City councils, school boards, and county entities play gimmicks every taxpayer needs to be aware of.  They like to tell you that you can get a brand new building or program without a tax increase!  Wouldn’t that be grand???  Here’s a list of a few of their favorites…

  1. Paying off a previous bond, but replacing it immediately with a new one at the same dollar amount – Folks don’t see a tax increase, but they also don’t get the tax decrease they would have gotten without a new bond. When a bond is paid off, your taxes SHOULD go down, but they merely replace the old bond with a new one and keep taking your money.
  2. Replacing the tax break provided by a state refund – Sometimes the state legislature provides funds intended to lower your property tax.  This is called “compression.”  The local government, however, uses the money for their own purposes instead of giving it to you in the form of the intended tax cut.  This way folks don’t see a tax increase when those new goodies are purchased, but they also don’t get the tax decrease the state gave them. The cities and schools don’t seem to realize we aren’t just looking to maintain taxes at the same level. We cannot afford them at that level. They need to go DOWN! And it gets worse… two years later when the state legislature meets again, it’s not likely they will repeat the compression, and your property taxes will skyrocket due to the increased spending at the local level.
  3. There’s always the old gimmick of keeping your tax % rate the same. When the value of your house appraisal goes up, you pay more taxes, but the schools and cities brag they did not raise your rate. They didn’t because they didn’t have to!  You’re paying them more money based on the new value of your home, which means they are collecting more money that the voters did not approve. For this reason, we always ask schools and cities to adopt a “no new revenue” tax rate.

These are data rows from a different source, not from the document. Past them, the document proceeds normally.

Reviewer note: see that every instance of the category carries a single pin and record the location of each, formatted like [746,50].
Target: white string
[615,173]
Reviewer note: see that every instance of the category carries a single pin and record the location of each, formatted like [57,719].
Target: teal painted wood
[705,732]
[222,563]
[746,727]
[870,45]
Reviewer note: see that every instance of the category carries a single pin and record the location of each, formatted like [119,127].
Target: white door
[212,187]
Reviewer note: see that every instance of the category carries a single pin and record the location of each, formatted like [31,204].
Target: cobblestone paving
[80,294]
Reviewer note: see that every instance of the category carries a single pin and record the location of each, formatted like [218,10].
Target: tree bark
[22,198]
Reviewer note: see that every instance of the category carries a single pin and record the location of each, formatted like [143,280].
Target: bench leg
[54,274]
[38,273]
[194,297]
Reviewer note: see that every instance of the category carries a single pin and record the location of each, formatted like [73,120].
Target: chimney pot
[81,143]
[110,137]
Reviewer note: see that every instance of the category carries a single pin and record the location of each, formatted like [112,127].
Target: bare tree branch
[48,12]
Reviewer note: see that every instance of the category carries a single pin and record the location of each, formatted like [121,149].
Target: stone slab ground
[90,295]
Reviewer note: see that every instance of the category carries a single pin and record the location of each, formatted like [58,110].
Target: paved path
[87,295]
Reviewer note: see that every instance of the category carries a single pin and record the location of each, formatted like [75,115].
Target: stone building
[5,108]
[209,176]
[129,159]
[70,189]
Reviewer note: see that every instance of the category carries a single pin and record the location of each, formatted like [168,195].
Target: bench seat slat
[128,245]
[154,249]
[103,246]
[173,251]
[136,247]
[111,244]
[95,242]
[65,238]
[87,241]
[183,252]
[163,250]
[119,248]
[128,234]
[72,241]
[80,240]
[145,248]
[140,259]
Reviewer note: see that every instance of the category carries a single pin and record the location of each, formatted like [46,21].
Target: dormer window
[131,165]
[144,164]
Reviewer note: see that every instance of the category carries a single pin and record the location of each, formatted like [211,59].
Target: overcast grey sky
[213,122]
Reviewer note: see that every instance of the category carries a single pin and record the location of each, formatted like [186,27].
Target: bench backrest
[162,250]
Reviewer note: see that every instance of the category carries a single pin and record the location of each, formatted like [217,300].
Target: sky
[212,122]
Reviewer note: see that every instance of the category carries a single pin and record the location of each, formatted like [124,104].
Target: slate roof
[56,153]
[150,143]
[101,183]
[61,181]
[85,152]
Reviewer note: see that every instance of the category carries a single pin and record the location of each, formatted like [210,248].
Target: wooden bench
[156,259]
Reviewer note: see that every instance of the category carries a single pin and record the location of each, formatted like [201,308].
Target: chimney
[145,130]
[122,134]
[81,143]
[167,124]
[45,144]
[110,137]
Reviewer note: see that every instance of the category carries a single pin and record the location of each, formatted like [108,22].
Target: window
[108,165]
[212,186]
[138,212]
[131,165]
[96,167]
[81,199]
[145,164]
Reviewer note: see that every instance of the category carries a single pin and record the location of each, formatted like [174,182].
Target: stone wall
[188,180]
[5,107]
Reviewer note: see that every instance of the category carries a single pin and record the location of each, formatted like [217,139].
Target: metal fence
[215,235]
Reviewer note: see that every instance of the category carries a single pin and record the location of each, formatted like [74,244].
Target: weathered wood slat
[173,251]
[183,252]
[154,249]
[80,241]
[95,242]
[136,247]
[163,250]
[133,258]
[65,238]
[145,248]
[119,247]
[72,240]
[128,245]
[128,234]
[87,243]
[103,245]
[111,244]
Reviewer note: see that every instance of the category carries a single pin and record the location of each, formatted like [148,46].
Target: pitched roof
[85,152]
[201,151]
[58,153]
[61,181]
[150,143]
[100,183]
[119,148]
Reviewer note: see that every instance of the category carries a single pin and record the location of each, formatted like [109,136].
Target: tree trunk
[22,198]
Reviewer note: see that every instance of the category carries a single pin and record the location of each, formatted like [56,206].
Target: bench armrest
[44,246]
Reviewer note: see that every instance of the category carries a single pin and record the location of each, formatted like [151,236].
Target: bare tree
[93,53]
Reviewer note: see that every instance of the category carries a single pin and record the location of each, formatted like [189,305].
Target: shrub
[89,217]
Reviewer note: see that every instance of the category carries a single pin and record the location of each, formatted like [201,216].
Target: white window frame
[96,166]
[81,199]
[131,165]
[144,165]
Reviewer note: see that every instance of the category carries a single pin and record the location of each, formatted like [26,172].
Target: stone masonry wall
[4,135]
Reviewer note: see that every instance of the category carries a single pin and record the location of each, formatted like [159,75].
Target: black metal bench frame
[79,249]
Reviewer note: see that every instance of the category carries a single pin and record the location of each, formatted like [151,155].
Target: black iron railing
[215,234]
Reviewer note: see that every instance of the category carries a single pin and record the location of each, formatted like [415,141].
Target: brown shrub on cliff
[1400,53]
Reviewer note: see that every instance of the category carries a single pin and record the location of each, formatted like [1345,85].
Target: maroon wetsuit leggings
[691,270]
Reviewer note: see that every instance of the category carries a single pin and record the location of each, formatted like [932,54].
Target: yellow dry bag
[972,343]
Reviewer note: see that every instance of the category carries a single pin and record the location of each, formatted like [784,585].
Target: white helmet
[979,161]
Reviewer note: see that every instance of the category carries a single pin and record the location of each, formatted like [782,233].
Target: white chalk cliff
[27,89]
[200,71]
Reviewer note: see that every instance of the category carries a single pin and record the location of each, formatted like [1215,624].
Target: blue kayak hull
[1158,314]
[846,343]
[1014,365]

They’ll play dumb if we don’t call them out on it.
  4. Swap & Drop – Because the total maximum tax they can charge is regulated by the state, they sometimes do what they call a “swap and drop”. This means that they will take a few pennies from one tax bucket and transfer it to the other. (There are two property tax buckets – M&O which is maintenance and operations, and I&S which is paying down debt). They do this to justify additional bond debt, so they can say that the total tax will not increase. BUT – they never talk about the total debt that is increased and financed well into the future of our grandchildren. They can also do it in the other direction – take pennies from I&S and move to M&O, keeping the overall total rate the same. This is done when bonds are either paid down or refinanced. Compare it to refinancing the mortgage on your house and taking out additional equity. The lender might be able to keep your payment the same, but you’ve just extended your debt obligation for 30 years longer.